Criminals are looking to cash in on some of the most popular drugs on the market by selling counterfeit drugs - and it appears they're putting lives at risk in the process.
"Early Show" Consumer Correspondent Susan Koeppen reported this isn't just a national problem, it's a worldwide problem. Counterfeit drugs, she said, are being produced all around the globe. The pills are often cheaper than the real thing, making them an attractive buy to unsuspecting consumers.
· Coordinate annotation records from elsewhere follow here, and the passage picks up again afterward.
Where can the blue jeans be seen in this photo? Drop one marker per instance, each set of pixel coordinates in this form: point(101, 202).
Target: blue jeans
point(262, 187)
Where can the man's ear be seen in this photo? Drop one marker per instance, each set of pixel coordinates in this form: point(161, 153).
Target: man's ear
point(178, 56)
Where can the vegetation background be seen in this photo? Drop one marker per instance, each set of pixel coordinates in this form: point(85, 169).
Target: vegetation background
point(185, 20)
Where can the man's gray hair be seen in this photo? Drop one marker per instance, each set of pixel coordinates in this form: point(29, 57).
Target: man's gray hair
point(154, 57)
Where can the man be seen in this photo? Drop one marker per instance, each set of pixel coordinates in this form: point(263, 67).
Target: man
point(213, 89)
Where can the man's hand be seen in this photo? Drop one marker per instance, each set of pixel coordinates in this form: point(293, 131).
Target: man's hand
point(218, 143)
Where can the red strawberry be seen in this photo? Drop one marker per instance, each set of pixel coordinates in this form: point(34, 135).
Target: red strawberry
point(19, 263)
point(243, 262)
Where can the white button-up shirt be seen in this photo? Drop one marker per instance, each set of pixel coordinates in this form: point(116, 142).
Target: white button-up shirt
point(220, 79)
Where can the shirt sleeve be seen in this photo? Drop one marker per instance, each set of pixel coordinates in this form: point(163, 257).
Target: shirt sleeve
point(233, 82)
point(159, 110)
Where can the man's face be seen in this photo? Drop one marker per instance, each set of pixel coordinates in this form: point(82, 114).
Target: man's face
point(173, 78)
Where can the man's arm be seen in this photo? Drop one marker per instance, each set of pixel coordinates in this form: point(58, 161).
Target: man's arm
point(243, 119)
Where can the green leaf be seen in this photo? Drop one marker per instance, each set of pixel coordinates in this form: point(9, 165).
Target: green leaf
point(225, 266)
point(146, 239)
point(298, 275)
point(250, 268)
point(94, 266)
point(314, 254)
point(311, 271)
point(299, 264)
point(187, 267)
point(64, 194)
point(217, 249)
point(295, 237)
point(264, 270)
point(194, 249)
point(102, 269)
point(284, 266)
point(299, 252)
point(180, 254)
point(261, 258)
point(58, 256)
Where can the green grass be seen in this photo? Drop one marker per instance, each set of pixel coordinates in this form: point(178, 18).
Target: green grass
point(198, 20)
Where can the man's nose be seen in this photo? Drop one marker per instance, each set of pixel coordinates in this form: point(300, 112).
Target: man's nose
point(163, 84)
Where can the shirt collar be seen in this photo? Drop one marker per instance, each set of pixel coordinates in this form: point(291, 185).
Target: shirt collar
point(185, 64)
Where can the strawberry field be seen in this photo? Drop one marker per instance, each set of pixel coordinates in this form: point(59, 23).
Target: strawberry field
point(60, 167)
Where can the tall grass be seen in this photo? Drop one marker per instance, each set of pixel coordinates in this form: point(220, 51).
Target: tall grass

What's worse is counterfeit drugs can be harmful and even deadly for patients. Koeppen said they often lack the active ingredients, or contain dangerous ingredients that can lead to serious side effects. And sometimes the drugs do nothing at all.
The World Health Organization and the Food and Drug Administration (FDA) say it's hard to even put a number on the extent of the counterfeit drug problem. Among the most widely counterfeited drugs are Lipitor, commonly used to treat high cholesterol, Procrit, used to treat anemia and fatigue, and Viagra, an erectile dysfunction.
Ilisa Bernstein, counterfeit drug expert at the FDA's Center for Drug Evaluation and Research, told Koeppen, "Globally, counterfeit drugs are a big concern."
When asked by Koeppen if people are making big money for the pills, Bernstein said, "The counterfeiters prey on the vulnerability of the consumer, and they don't care if they're harming patients."
Getting counterfeit drugs in your local pharmacy is rare, but it does happen, Koeppen said.
More commonly, she reported, fake drugs are bought and sold over the internet. Recently, the FDA accused 294 websites of selling counterfeit drugs to consumers - and demanded they stop.
Bernstein said, "If I were to show you some counterfeit and some genuine, I bet you wouldn't be able to tell the difference."
Koeppen said, "They're that good?"
Bernstein said, "They're that good."
When the FDA bought Tamiflu from a suspicious website, they got what looked exactly like the real thing.
Koeppen said, "The pills look the same, the packages looks the same, but one is fake?"
Bernstein said, "Yeah."
Turns out the Tamiflu was really just talc and acetaminophen.
"The Early Show" bought packages of Viagra online, and then had them tested by Pfizer, the company that makes Viagra. One package came back real, but the other was fake.
Last year, Pfizer, working with law enforcement, seized approximately 8.3 million doses of counterfeit pharmaceuticals. Of that, approximately 57 percent was Viagra.
When shopping online for drugs, the FDA recommends consumers only shop at state-licensed pharmacies in the U.S., and look for a seal of approval called VIPPS.
Consumers should avoid websites that offer prescription drugs for sale at cheap prices and without a prescription.
Bernstein said, "If the price is too good to be true, it's a red flag that you're not going to get the real drug."
On "The Early Show," Koeppen added the FDA is working with wholesalers and manufacturers and pharmacies to put a tracking system into place so you can track the drug packages and you can tell what should be in the drug supply chain and what should not be. She said counterfeits are being seized everyday globally.